Ziraat Odası’nda düzenlediği basın açıklamasında özelleştirilen Turhal Şeker Fabrikası’na değinen Başkan Dökülen, şeker fabrikalarının satışının kesinleştiğini söyledi. Başkan Dökülen, şekerde taban fiyat açıklanmadığından çiftçinin endişeli ve rahatsız olduğunu ileri sürerek, "Çiftçi meydana getirdiği malın fiyatını bilmediğinden endişeli, kar mı edecek zarar mı? İnşallah patronlar bunu en kısa zamanda açıklar" dedi.
Dökülen, Tokat’ta çiftinin perişan olduğunu hayvancılığın bittiğini ileri sürerek, "Ben bir beyanat vermiştim. ’Tokat için 0 faizli bulunmaz bir rakamdır.
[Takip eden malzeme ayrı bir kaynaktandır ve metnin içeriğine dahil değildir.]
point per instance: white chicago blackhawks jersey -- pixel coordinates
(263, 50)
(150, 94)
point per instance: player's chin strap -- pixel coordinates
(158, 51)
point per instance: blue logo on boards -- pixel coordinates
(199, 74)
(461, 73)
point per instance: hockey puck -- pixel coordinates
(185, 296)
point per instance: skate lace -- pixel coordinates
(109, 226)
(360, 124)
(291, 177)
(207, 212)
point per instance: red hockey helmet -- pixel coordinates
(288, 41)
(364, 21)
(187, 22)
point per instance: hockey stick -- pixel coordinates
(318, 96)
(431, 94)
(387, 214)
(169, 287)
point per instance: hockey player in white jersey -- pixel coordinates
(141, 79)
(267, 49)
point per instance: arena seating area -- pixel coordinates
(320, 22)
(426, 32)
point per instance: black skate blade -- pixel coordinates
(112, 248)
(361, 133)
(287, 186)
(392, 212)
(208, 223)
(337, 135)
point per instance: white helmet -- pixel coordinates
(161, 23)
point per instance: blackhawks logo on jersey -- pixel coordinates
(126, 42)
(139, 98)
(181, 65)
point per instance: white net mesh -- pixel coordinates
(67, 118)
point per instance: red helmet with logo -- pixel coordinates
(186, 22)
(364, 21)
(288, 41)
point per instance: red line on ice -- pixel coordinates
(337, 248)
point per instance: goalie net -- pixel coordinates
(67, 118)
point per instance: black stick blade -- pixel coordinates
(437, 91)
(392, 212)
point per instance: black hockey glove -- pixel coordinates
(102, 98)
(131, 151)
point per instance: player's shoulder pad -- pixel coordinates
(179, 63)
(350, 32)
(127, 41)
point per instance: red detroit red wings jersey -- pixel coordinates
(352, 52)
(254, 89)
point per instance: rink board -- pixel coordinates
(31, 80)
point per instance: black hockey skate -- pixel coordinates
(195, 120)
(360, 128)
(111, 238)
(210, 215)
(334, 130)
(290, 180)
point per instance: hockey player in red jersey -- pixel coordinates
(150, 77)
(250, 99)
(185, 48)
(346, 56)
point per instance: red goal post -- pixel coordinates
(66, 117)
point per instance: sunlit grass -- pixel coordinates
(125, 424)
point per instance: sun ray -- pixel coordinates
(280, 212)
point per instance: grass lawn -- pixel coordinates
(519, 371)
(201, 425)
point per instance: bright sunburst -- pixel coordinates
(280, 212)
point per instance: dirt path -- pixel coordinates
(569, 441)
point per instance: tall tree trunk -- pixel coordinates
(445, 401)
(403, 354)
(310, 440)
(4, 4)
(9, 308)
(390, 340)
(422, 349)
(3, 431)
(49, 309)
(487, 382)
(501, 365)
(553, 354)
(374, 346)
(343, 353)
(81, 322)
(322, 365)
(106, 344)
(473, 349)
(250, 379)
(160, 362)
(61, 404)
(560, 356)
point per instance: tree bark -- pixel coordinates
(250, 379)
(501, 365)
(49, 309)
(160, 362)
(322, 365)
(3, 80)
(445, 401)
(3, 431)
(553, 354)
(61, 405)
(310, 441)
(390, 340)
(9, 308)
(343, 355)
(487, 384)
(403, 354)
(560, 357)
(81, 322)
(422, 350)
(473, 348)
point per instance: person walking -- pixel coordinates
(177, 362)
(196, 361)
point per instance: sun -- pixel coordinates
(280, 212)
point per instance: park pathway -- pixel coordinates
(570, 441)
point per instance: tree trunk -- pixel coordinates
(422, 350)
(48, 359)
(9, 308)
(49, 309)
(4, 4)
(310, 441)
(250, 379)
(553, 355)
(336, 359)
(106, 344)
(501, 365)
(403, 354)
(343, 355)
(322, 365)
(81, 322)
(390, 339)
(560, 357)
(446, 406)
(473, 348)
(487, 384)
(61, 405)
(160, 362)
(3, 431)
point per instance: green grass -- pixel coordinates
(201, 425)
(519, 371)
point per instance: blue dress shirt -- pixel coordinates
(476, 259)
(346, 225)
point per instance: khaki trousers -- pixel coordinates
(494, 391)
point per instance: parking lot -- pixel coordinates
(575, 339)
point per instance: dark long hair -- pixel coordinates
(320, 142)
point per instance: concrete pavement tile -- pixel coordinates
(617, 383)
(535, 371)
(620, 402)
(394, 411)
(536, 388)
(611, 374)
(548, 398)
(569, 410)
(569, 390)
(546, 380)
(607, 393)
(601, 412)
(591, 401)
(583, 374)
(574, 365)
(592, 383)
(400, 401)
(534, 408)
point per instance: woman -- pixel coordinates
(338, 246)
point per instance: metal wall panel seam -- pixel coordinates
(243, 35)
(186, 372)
Kaçmasın hayvan kredilerinden faydalanın’ diye. Ancak maalesef aldanmışız. 32 yıllık çiftçiyim, ben de çiftçi olarak aldandım. Bugün çiftçi zarar etti, battı. Bugün o çiftçi yüzde 50 zarar etti. Yetkililerden bir çiftçi kuruluşu olarak et fiyatlarını yüksekten değerlendirerek Tokat çiftçisini kurtarmalarını istiyorum. Geçen ay tavuk 2-3 lira fiyat değişti. Ama büyükbaşta değişiklik yok. Tokat’ta üretici ucuz et satıyor. Ama tüketici pahalı et yiyor. Makasçı para kazanıyor. Bunu kaldırsınlar" diye konuştu.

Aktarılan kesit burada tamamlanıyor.